Device-Device Connection

Receive all connections between devices.

Method	Endpoint	Description	Payload (if need)
GET	scc/v1/overlays/{overlay-name}/devices/{device-name}/connections	Get all connections by device

1.2.6.5. Prerequisites

The following prerequisites are completely necessary to be able to install and work with SD-WAN Enabler.

• Installed and use in each cluster to use the WAN-Acceleration enabler

• Script kubernetes.sh available on deployment folder.

1.2.6.6. Installation

The installation is done implemented by k8s manifests. In future releases, the installation will be by helm charts.

Steps of installation are available in deployment folder.

1.2.6.7. Expected scenarios

Scenario A: Site-to-Site tunnel with static public IP address

In this scenario, both sites have static public IP address and setup a tunnel between sites. After the tunnel is established, the clients within the site should be able to ping the clients on the other side through the tunnel. The tunnel is authenticated through pre-shared key.

Scenario B: Edge to traffic hub tunnel where inter micro-service communication across edges that attached to same traffic hub.

1. Two Edge clusters have exactly the same POD IP Subnets.

2. They don’t have any static public IP address.

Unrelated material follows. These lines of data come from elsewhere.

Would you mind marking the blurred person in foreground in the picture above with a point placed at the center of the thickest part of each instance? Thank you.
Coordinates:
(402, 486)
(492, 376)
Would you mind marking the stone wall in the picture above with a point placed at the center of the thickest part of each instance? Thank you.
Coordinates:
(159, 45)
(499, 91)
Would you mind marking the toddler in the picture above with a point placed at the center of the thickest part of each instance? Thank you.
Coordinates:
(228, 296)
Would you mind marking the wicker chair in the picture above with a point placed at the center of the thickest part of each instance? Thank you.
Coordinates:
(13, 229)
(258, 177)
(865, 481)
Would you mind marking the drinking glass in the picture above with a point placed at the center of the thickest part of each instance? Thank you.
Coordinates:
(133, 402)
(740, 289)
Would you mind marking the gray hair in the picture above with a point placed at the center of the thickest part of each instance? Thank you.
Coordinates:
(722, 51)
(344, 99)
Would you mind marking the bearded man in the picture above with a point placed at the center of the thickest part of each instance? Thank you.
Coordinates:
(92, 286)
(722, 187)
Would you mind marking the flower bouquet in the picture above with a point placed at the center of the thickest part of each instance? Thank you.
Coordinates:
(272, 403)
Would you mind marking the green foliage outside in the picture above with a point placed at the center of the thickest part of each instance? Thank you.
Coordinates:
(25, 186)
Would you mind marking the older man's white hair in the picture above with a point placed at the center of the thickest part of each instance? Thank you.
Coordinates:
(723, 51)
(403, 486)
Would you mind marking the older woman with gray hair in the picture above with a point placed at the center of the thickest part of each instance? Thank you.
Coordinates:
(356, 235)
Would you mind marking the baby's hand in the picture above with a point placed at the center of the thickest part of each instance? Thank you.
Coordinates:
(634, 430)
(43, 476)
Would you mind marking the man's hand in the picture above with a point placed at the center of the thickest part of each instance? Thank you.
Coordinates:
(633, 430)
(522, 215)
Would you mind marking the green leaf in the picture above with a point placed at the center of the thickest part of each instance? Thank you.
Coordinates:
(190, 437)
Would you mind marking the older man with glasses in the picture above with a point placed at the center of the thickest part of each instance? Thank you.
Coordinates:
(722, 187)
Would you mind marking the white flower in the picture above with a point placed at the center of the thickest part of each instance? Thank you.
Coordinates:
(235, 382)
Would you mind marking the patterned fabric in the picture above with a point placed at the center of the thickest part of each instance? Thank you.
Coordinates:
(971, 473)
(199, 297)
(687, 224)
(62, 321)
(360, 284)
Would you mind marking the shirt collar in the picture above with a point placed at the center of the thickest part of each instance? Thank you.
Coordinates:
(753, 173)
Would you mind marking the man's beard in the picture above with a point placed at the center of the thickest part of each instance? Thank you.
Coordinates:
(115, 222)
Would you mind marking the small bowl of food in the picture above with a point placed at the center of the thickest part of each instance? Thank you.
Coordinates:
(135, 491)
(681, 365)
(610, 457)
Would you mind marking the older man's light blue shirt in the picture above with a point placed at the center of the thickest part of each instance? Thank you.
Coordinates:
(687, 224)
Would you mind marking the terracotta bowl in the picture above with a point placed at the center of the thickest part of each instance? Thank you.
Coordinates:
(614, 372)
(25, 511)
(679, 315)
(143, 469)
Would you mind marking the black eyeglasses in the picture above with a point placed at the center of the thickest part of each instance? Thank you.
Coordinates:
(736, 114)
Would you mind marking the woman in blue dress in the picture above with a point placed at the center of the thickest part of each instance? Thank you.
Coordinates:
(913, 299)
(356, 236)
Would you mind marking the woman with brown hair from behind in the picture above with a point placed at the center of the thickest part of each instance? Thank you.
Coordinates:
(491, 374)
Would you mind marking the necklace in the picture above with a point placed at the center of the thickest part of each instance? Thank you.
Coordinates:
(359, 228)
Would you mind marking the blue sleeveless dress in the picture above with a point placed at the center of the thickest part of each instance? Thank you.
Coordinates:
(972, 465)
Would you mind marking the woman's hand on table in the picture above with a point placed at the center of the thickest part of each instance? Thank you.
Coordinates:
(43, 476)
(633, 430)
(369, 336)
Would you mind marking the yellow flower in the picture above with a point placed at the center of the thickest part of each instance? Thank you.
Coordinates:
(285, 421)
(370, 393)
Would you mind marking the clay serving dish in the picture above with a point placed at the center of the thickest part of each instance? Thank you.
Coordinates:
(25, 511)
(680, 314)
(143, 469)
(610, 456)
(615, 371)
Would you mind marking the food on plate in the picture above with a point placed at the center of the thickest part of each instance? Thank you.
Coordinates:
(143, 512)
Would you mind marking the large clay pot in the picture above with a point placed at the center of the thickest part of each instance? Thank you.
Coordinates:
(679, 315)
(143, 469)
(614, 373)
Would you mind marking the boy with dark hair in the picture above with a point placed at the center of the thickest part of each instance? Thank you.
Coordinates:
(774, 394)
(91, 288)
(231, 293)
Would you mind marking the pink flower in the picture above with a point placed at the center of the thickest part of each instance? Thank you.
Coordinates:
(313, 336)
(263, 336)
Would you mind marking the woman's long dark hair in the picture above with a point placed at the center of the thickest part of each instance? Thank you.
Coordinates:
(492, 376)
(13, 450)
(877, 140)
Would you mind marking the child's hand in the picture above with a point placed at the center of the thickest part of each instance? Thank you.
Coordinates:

3. They don’t have any static domain name.

4. An application is deployed where one micro-service is client, placed in edge1. Second micro-service is server placed in edge2. They can be sleep, nginx.

5. Proof is that Edge1 sleep (via curl) should be table to talk to nginx in the edge2.

1.2.6.8. Configuration options

An analysis of the configurations to be modifiable by a user is under assessment. The exposed port for accessing the API will be one of the available options, as well as the needed configurations for having execution rights over the involved K8s API endpoints.

1.2.6.9. Developer guide

Will be determined after the release of the enabler.

1.2.6.10. Version control and release

1.0

1.2.6.11. License

Copyright 2023 Raúl Reinosa Simón (Universitat Politècnica de València)

Licensed under the Apache License, Version 2.0 (the “License”); you may not use this file except in compliance with the License. You may obtain a copy of the License at

http://www.apache.org/licenses/LICENSE-2.0

Unless required by applicable law or agreed to in writing, software distributed under the License is distributed on an “AS IS” BASIS, WITHOUT WARRANTIES OR CONDITIONS OF ANY KIND, either express or implied. See the License for the specific language governing permissions and limitations under the License.

1.2.6.12. Notice (dependencies)

Although it can be deployed standalone, this enabler does not have any sense without having WAN acceleration enablers deployed in the clusters to manage (as hubs or as edge nodes).